そのためには趣味趣向を一通り把握して、好みも合致させてはその方向に導いていくんだ。

俺は今まで俺の武器である胸を使ったんだが、やはりあの男……耐性ができてきた。

 いままで胸元を仰いだりとかして、谷間を見せつけてきたのにあろうことか

無視してきやがったこなくそ。

 

 

 そんなわけで、色仕掛けを仕掛ける為色んなウマ娘を参考にしてみようというわけだ!

 

 さてライバル兼任友人になってもらえそうな、いい感じのお馬さんはいらっしゃるかな~?

 

 おっとぉ、この学食に入り浸る子発見だ!

 

「エンドちゃん。あの子は?」

「ライスシャワー先輩だよ。ちっちゃくても、高等部の先輩でド根性を持ってるよ」

「今高校生で、この後4年くらい走るとしたら……ん?」

 

 トレセン学園って、留年は何ねんできるんだろうか。

まあいいや。怖くなってきた。

 

「とにかく同世代だし、えんどちゃんのライバルになると思うんだ」

「そうなの!? 晩成っぽいなのはわかるけど、ちっちゃいし……」

「たぶんエンドちゃんの方がちっちゃいんだよなあ。それに小さいとステイヤーとして、素晴らしい素質を持ちやすくなる」 

 

 ハッ、至近に気配あり!

 

「ひゃっ!?」

 

 あれ、さっきの子じゃん。

 

「やあシャワー先輩、今日もかわいいね」

「!?」

 

 あれ、体を低くしてそのまま胴回りを掴んでそのまま首と口を制圧した後、胸に押し付けて首を折ろうとしてしまった。

あっちゃー、韓国人におやじ狩りされてた弊害だなー。

 

「あ、下手に動いちゃうと、鮮血したたる可愛いお人形さんになっちゃうかも」

「……!?」

 

 目に涙をためて頭を振るってるけど、興奮しちゃったのかな?

大丈夫大丈夫。将来のライバルを今消しておこうッて訳じゃないし、

なんなら重度の障害を負わせて退場させてやろうなんて思ってないからさ。

 オホーツクの寒気が入ってくるっていうのに、盛大に打ち水とかされてマンションの影の影響で蒸発しないまま次の日になると凍ってて転倒して腰うって病院に搬送されたんだよなあ。

 

 忘れてねえんだよなあ。

 

「ちょちょ!? ヘヴンちゃん! 先輩の首! 首!」

「あ、ごめん! シャワー先輩、貴方がかわいくて仕方がないから、つい俺専用のお人形を作ろうとしてた! 興味ない人からの好意程、気持ち悪いよねごめんなさい!
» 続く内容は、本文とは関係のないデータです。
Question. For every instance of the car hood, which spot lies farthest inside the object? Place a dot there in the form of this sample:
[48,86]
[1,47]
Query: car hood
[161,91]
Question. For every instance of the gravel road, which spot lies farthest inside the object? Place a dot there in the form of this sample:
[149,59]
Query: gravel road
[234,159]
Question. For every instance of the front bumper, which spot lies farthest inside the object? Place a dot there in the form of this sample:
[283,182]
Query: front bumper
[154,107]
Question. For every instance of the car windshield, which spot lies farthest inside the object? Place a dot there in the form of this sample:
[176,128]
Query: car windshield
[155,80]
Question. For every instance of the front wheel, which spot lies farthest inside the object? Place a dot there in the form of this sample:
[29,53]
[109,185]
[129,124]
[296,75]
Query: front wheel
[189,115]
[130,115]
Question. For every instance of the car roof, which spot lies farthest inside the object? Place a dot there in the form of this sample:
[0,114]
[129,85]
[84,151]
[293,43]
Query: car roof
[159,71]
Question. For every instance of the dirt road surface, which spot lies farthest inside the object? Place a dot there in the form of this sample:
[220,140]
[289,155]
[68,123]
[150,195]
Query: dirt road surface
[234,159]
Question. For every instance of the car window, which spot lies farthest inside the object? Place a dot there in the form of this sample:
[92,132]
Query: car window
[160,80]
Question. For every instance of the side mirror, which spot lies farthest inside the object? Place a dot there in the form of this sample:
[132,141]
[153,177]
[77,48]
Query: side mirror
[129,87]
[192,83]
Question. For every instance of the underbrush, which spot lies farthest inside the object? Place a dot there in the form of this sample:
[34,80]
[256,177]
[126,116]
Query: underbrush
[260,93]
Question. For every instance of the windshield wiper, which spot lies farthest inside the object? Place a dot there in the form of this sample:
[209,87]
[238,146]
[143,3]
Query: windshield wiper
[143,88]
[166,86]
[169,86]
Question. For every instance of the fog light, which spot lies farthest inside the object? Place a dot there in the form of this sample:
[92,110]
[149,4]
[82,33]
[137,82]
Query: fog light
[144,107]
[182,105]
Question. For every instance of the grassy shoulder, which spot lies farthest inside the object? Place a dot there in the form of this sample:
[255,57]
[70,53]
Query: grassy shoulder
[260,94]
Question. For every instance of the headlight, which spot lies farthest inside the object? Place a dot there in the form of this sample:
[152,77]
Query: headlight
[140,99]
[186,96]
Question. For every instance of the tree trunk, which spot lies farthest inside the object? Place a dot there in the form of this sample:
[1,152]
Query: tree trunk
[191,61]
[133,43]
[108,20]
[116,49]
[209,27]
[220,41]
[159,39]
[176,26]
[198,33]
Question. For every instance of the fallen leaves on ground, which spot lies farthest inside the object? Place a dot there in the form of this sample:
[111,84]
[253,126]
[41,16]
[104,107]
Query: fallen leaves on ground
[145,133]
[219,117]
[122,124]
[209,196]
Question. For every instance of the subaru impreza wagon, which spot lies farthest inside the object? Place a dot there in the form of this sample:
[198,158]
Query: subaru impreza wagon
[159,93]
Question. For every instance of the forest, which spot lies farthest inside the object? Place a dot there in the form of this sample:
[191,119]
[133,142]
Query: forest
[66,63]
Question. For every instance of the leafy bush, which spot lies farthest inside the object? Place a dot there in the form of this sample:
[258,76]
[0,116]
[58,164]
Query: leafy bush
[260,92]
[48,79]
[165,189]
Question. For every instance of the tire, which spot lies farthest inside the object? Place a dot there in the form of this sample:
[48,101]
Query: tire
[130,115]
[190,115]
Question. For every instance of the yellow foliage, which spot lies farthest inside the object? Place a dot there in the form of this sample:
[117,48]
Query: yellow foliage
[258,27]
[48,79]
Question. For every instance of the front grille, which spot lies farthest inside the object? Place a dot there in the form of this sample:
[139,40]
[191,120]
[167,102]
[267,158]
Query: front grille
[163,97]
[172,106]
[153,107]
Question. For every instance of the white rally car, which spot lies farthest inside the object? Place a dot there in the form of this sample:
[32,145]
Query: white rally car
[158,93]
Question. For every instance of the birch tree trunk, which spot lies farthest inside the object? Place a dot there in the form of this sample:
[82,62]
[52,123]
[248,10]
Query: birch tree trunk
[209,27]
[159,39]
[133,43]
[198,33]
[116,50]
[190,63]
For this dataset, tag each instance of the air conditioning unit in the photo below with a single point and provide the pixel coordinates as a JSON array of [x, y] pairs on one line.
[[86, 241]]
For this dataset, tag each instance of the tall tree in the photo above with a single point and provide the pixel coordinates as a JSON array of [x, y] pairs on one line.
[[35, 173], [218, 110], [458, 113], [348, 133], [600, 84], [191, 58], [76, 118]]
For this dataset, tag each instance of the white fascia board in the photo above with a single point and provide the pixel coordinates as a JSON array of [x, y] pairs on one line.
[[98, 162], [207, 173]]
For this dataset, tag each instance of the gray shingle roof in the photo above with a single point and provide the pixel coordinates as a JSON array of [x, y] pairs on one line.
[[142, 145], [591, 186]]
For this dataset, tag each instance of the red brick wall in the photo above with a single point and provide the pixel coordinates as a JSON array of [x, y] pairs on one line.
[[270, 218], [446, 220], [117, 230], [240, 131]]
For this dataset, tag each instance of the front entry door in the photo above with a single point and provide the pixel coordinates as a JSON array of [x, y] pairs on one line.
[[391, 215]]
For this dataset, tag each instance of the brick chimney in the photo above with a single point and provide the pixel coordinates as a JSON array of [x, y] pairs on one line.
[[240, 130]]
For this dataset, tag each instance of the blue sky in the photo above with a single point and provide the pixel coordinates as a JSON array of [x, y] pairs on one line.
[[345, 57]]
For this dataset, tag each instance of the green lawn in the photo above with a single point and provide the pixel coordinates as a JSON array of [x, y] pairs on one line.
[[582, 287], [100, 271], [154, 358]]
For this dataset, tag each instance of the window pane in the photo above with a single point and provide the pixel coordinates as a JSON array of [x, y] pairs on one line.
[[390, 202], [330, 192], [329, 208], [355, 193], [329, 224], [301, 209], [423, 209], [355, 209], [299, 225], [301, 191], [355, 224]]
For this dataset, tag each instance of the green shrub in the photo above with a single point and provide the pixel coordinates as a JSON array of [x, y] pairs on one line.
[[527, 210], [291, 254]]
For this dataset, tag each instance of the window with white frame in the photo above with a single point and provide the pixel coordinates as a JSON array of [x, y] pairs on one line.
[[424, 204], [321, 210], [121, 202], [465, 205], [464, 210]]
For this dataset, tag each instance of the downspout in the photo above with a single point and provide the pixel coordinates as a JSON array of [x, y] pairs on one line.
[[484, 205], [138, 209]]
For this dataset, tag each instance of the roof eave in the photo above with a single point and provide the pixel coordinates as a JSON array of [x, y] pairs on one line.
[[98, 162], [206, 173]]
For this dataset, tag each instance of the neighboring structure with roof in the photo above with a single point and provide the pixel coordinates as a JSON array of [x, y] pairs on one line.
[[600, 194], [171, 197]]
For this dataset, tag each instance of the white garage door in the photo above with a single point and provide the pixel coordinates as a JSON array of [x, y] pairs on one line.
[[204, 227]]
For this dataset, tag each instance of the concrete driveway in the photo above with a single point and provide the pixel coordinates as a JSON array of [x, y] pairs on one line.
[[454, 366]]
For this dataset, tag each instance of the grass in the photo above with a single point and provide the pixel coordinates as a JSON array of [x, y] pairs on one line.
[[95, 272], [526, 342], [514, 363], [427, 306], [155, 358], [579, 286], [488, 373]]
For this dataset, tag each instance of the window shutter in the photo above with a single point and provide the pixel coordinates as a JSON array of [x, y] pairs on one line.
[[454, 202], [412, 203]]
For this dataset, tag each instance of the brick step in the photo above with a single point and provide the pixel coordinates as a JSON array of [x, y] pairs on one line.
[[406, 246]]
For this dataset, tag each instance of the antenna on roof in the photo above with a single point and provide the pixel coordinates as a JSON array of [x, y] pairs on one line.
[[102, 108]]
でも、私は貴方を愛しているんです! これだけは、信じてほしくて」(ニチャァ)

「えぇ……」

 

 迫真の演技だろ?

ついやっちまったぜっていうやつで、憎しみじゃなくて肉染みなんだよって。

 

 

 まずは、精神を折ろうか。太郎はきっとトレーナー室にこもっているから。

テメェの自尊心を壊してやる。

 

 

 

 

 

 

 

 

「で、弁明は?」

「ごめんなさい」

 

 

 エアグルーヴ副会長に制圧されました。

鍛え方が悪かったぜ。

 

 

「ライスシャワーは運んでおく。後日、謝罪に来い。いいな?」

「はい。誠に申し訳ございませんでした」

 

 

 ぼっこぼこにされて俺の頭はすっきりしたよ。

なんで俺、こんな事をしてしまったんだっけな……。

あ、そうか。死角に居た奴に腕をかみちぎられて、グレネードで頭吹っ飛ばしてから病院に入れられたんだったな!

いやー、俺も結構トラウマ持ってたんだな!

 これからは気をつけよう。

エンドちゃんも折檻受けてしまったし、彼女にも謝罪しなければ。

 

「エンドちゃん、ごめんなさい」

「ぇぅぁぁ……無事、なんだよね?」

「うん。もう大丈夫。戒めてるから」

「よかったぁ、いきなり人が変わったみたいで怖かったんだよぉ」

 

 やっぱ過去は怖いなぁ。泣きじゃくるこの子を慰めてから、トレーナーの弱点を探さないと。

 

 

 

 

 

 さて……俺はエンドちゃんと一緒に、トレーナーを探しにトレーナー室(職員室とは別)に足を運んでいた。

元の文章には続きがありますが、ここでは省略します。